Wachtell does not dispute the analysis in our paper showing that state-law poison-pill rules today impose tighter restrictions on tender offers than those that federal courts have viewed as preempted by the Williams Act. Instead, Wachtell’s response asserts that the “true state of the law,” about which there is “no doubt,” is that the Williams Act “governs procedure, not substance,” and that the Act therefore does not preempt any antitakeover devices that states choose to authorize. As we explain below, this is not an accurate description of the state of the law: Wachtell’s view (1) is not established by Supreme Court precedent; (2) gives undue weight to two lower federal court opinions; and (3) discounts or ignores opinions of other lower federal courts that have expressed views that differ from Wachtell’s.

Supreme Court Decisions

To begin, Wachtell’s assessment of the “true state of the law” in this area has not been adopted by either one of the two major decisions that the Supreme Court has issued in this area—Edgar v. MITE and CTS v. Dynamics Corporation of America.

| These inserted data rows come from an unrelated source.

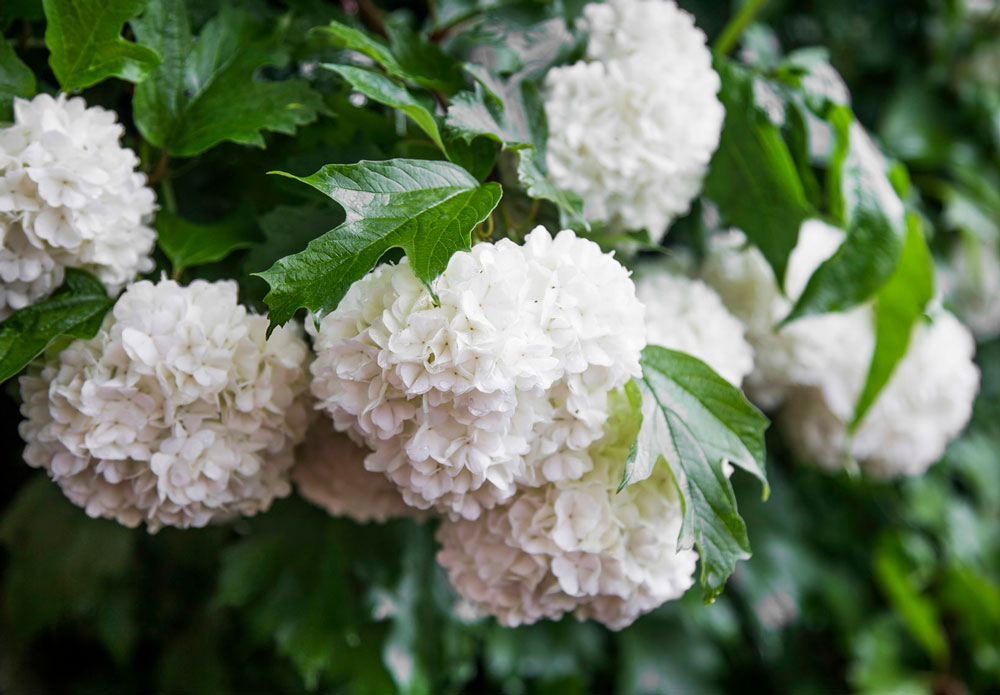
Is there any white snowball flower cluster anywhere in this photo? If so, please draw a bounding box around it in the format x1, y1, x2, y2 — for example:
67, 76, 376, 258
20, 280, 308, 530
703, 221, 979, 478
310, 227, 645, 518
545, 0, 725, 240
702, 220, 871, 410
635, 264, 753, 386
780, 310, 979, 478
0, 94, 156, 319
292, 421, 420, 523
438, 392, 697, 630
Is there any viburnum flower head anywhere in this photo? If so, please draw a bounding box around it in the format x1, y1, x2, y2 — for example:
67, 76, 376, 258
309, 227, 645, 518
702, 220, 871, 410
292, 418, 420, 523
437, 394, 697, 630
0, 94, 156, 319
20, 280, 308, 531
635, 263, 753, 387
703, 220, 979, 478
545, 0, 725, 240
779, 310, 979, 478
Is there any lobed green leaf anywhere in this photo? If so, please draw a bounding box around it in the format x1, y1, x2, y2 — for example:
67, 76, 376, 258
623, 345, 768, 601
256, 159, 502, 334
0, 37, 35, 121
705, 59, 814, 278
851, 215, 934, 430
0, 268, 115, 383
322, 63, 446, 152
156, 211, 260, 276
445, 76, 589, 229
132, 0, 324, 157
783, 106, 906, 323
43, 0, 160, 91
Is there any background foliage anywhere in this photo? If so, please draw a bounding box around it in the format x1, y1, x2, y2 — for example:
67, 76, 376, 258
0, 0, 1000, 695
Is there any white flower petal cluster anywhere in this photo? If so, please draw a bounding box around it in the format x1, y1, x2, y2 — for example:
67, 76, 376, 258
20, 280, 308, 530
702, 220, 871, 410
703, 220, 979, 478
292, 421, 420, 523
310, 227, 645, 518
438, 392, 697, 630
0, 94, 156, 319
635, 264, 753, 386
545, 0, 725, 240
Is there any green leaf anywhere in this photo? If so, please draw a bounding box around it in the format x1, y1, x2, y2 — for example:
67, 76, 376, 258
445, 75, 589, 229
705, 60, 814, 278
314, 21, 465, 95
0, 37, 35, 121
782, 106, 906, 323
257, 159, 502, 327
874, 532, 949, 664
371, 524, 477, 695
850, 214, 934, 431
0, 475, 136, 654
624, 345, 768, 601
215, 500, 399, 692
156, 211, 260, 276
44, 0, 160, 91
132, 0, 324, 157
0, 268, 115, 383
323, 63, 445, 152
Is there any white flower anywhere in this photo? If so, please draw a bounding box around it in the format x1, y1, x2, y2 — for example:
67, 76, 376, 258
20, 280, 308, 531
545, 0, 725, 239
702, 220, 871, 410
438, 392, 697, 630
292, 421, 419, 523
635, 264, 753, 386
780, 311, 979, 478
0, 94, 156, 319
703, 220, 979, 477
309, 228, 644, 518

In Edgar, the Supreme Court invalidated an Illinois antitakeover statute that created impediments to tender offerors that are materially less significant than those imposed by state-law poison-pill rules today. Justice White, writing for a plurality of the Court, concluded that the delay imposed by Illinois law frustrated the purpose of the Williams Act, because in passing the Act “Congress itself recognized that delay can seriously impede a tender offer, and sought to avoid it.” Wachtell’s response simply asserts that Justice White “[m]isread[]” the Williams Act, and that his “stunning[]” analysis is “insupportable.”

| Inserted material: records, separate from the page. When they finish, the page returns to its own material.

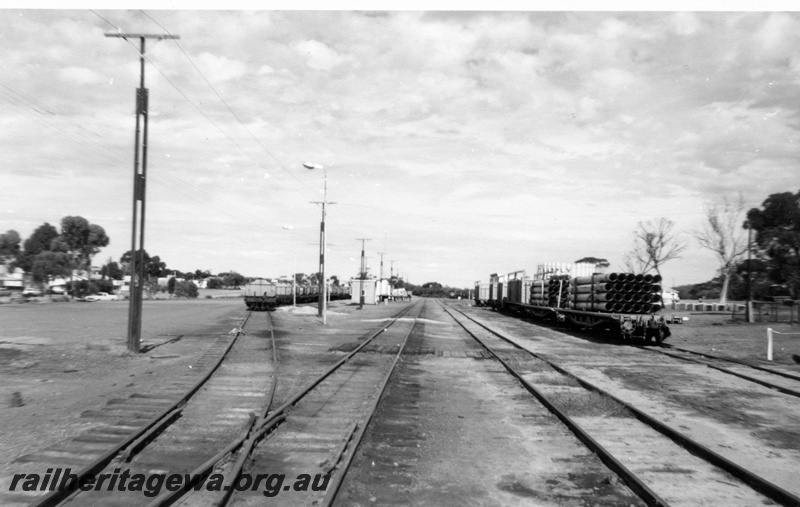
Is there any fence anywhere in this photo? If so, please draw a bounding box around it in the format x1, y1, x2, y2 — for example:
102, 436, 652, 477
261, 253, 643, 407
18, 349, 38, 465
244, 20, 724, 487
767, 327, 800, 362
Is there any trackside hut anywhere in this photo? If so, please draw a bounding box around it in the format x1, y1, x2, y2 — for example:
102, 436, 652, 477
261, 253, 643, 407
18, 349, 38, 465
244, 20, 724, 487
350, 280, 380, 305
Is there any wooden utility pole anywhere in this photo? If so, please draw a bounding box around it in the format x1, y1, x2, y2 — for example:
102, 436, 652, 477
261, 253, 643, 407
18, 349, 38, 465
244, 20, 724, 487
105, 29, 180, 353
356, 238, 372, 310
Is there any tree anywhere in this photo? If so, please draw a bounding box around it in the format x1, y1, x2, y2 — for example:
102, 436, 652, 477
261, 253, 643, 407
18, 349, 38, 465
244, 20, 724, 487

In CTS—the last word from the Supreme Court in this area—the Court applied Justice White’s framework to determine whether the Indiana statute challenged in that case was consistent with the Williams Act. In upholding the statute, the Court emphasized that the delay imposed by the statute was relatively short. Wachtell’s response argues that the Court employed Justice White’s framework merely “for the sake of argument” and that the Court “did not issue a definitive holding on the Williams Act’s overall preemptive scope” in CTS.

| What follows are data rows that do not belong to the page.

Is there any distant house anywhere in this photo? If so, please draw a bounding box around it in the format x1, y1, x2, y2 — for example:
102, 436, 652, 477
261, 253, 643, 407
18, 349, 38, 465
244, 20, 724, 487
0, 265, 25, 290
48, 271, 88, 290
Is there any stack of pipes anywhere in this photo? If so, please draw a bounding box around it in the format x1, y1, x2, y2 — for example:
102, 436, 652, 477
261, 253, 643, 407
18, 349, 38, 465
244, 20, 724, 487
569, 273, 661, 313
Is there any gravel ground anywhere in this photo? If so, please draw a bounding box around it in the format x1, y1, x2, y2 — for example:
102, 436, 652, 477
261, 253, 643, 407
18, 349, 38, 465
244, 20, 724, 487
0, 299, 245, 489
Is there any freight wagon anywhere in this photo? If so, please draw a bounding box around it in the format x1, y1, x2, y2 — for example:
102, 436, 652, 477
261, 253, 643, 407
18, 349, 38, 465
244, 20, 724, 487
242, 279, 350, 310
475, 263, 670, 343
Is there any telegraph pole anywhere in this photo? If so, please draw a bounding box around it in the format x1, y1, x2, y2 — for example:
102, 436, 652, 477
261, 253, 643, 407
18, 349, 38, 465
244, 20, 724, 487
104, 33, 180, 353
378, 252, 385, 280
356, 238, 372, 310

We agree that the CTS Court did not provide a definitive analysis of the Williams Act’s preemptive scope. That is why the constitutionality of today’s state-law poison-pill rules is not fully resolved. However, Supreme Court opinions generally do not apply in their analysis, even for the sake of argument, a framework that is “insupportable” and clearly “not the state of the law.” Furthermore, CTS offers no basis for Wachtell’s view concerning the “true state of the law.” The Justices in CTS could have adopted, but did not choose to do so, Wachtell’s view of the Williams Act’s preemptive scope. Indeed, in a concurring opinion, Justice Scalia indicated that he held such a view of the Williams Act’s preemptive scope —but no other Justice in CTS joined Justice Scalia’s opinion.

Of course, much time has passed since CTS, and it is impossible to predict how the Court (whose composition has changed considerably) would rule today if it were to revisit this subject. We are not surprised that Wachtell hopes that the Court would adopt the view that the Williams Act imposes no substantive limits on the types of antitakeover devices that states can adopt. But that hope does not justify Wachtell’s claim that its view is the “true state of the law” at present.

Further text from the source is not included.